Related: The mind-killer, Mind-killer
A recent series of posts by a well-meaning troll (example) has caused me to re-examine our "no-politics" norm. I believe there has been some unintentional creep from the original intent of Politics is the Mind-Killer. In that article, Eliezer is arguing that discussions here (actually on Overcoming Bias) should not use examples from politics in discussions that are not about politics, since they distract from the lesson. Note the final paragraph:
I'm not saying that I think Overcoming Bias should be apolitical, or even that we should adopt Wikipedia's ideal of the Neutral Point of View. But try to resist getting in those good, solid digs if you can possibly avoid it. If your topic legitimately relates to attempts to ban evolution in school curricula, then go ahead and talk about it - but don't blame it explicitly on the whole Republican Party; some of your readers may be Republicans, and they may feel that the problem is a few rogues, not the entire party. As with Wikipedia's NPOV, it doesn't matter whether (you think) the Republican Party really is at fault. It's just better for the spiritual growth of the community to discuss the issue without invoking color politics.
So, the original intent was not to ban political speech altogether, but to encourage us to come up with less-charged examples where possible. If the subject you're really talking about is politics, and it relates directly to rationality, then you should be able to post about it without getting downvotes strictly because "politics is the mind-killer".
It could be that this drift is less of a community norm than I perceive, and there are just a few folks (myself included) that have taken the original message too far. If so, consider this a message just to those folks such as myself.
Of course, politics would still be off-topic in the comment threads of most posts. There should probably be a special open thread (or another forum) to which drive-by political activists can be directed, instead of simply saying "We don't talk about politics here".
David_Gerard makes a similar point here (though FWIW, I came up with this title independently).
Voting is there to encourage/discourage some kinds of comments.
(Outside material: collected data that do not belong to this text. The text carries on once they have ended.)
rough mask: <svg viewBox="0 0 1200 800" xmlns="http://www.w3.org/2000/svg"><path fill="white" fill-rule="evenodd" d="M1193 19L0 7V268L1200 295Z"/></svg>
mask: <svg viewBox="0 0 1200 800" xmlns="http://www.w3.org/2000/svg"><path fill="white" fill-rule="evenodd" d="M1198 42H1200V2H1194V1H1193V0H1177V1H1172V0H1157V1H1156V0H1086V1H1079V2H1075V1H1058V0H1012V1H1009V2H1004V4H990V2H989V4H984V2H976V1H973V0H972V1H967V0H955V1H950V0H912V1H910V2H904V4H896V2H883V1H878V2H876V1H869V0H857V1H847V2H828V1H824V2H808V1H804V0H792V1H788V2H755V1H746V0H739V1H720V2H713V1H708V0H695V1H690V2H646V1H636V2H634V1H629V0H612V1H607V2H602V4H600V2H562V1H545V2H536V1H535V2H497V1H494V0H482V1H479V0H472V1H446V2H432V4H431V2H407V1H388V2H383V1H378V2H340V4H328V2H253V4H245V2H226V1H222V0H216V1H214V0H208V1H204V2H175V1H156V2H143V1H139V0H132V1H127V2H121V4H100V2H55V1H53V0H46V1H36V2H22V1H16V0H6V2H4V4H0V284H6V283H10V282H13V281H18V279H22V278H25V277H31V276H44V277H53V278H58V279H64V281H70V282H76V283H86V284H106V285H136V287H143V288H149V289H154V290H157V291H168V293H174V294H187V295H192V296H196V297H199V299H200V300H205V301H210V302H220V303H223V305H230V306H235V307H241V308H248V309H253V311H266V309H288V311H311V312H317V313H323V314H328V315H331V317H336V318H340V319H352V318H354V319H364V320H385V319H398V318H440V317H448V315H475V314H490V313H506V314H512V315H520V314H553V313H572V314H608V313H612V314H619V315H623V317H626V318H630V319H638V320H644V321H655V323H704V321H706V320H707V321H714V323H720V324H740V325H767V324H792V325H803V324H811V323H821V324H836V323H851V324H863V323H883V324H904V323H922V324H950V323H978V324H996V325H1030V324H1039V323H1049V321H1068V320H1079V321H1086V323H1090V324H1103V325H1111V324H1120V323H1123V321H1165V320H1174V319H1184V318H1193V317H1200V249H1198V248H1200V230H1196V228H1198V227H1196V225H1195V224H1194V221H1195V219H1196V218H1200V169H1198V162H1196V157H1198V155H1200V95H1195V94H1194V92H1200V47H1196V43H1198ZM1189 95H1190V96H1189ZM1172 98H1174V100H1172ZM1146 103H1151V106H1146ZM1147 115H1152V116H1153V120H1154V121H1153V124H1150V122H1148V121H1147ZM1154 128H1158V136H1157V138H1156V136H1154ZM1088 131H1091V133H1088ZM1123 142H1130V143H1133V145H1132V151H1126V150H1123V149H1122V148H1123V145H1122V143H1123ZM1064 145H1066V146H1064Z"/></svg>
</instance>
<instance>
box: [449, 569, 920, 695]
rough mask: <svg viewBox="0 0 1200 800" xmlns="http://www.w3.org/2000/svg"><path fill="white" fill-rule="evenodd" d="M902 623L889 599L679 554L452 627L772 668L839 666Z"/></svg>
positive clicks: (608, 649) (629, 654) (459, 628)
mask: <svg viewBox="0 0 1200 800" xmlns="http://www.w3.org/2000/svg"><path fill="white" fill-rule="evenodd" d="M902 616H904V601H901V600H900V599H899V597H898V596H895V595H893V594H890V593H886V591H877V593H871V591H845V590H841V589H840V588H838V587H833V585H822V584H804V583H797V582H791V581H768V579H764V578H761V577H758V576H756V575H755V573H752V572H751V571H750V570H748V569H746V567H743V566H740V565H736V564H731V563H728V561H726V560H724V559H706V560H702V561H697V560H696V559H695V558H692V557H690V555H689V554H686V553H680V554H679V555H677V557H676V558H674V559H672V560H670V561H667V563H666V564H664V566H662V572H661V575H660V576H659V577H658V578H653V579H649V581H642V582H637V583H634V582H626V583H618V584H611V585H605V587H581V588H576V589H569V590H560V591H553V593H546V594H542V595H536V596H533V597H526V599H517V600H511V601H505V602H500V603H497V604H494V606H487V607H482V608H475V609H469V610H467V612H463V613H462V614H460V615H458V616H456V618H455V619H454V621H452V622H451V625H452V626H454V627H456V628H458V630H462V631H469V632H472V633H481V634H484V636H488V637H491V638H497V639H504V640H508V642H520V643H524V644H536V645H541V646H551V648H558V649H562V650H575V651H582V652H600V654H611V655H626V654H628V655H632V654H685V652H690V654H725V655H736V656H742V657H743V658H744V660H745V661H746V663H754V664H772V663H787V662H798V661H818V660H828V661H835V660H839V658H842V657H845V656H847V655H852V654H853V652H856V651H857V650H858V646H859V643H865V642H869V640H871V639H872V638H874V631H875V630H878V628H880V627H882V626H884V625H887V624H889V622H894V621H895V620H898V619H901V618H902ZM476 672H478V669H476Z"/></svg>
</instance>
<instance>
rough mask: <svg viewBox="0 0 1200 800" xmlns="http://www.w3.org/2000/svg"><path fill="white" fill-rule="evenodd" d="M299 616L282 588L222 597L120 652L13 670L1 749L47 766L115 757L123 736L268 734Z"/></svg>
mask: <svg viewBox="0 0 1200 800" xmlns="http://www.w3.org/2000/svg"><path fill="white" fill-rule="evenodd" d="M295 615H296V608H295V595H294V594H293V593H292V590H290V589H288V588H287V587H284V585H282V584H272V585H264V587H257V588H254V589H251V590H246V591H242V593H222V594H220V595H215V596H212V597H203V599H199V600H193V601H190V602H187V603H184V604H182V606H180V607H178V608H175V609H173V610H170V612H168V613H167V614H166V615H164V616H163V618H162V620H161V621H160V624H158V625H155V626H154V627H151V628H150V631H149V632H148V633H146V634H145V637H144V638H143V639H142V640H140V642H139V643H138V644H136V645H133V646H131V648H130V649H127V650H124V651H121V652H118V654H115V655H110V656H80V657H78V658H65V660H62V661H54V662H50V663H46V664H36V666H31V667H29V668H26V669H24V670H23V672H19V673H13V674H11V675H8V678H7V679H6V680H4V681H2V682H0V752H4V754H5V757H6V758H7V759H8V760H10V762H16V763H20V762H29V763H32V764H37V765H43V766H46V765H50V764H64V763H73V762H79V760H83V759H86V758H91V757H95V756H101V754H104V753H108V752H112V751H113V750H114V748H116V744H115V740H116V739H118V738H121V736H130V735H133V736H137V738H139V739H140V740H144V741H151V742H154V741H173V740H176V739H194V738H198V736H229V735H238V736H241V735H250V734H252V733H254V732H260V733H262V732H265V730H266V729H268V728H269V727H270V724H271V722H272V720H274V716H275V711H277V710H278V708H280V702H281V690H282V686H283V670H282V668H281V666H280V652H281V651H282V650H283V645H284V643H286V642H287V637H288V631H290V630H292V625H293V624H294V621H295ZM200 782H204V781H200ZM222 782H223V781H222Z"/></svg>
We don't want people to not make comments just because we disagree with their contents, so we shouldn't downvote comments for disagreement.
If someone makes a good, well-reasoned comment in favor of a position I disagree with, that merits an upvote and a response.
It might be nice to have a mechanism for voting "agree/disagree" in addition to "high quality / low quality" (as I proposed 3 years ago), but in the absence of such a mechanism we should avoid mixing our signals.
The comments that float to the top should be the highest-quality, not the ones most in line with the Lw party line.
And people should be rewarded for making high-quality comments and punished for making low-quality comments, not rewarded for expressing popular opinions and punished for expressing unpopular opinions.
I agree that good, well-reasoned comments don't merit downvotes, even if I disagree with the position they support. I agree that merely unpopular opinions don't merit downvotes. I agree that low-quality comments in line with the LW party line don't merit upvotes. I agree that merely popular opinions don't merit upvotes. I agree that voting is there to encourage and discourage some kinds of comments.
What's your position on downvoting a neither-spectacularly-well-or-poorly-written comment expressing an idea that's simply false?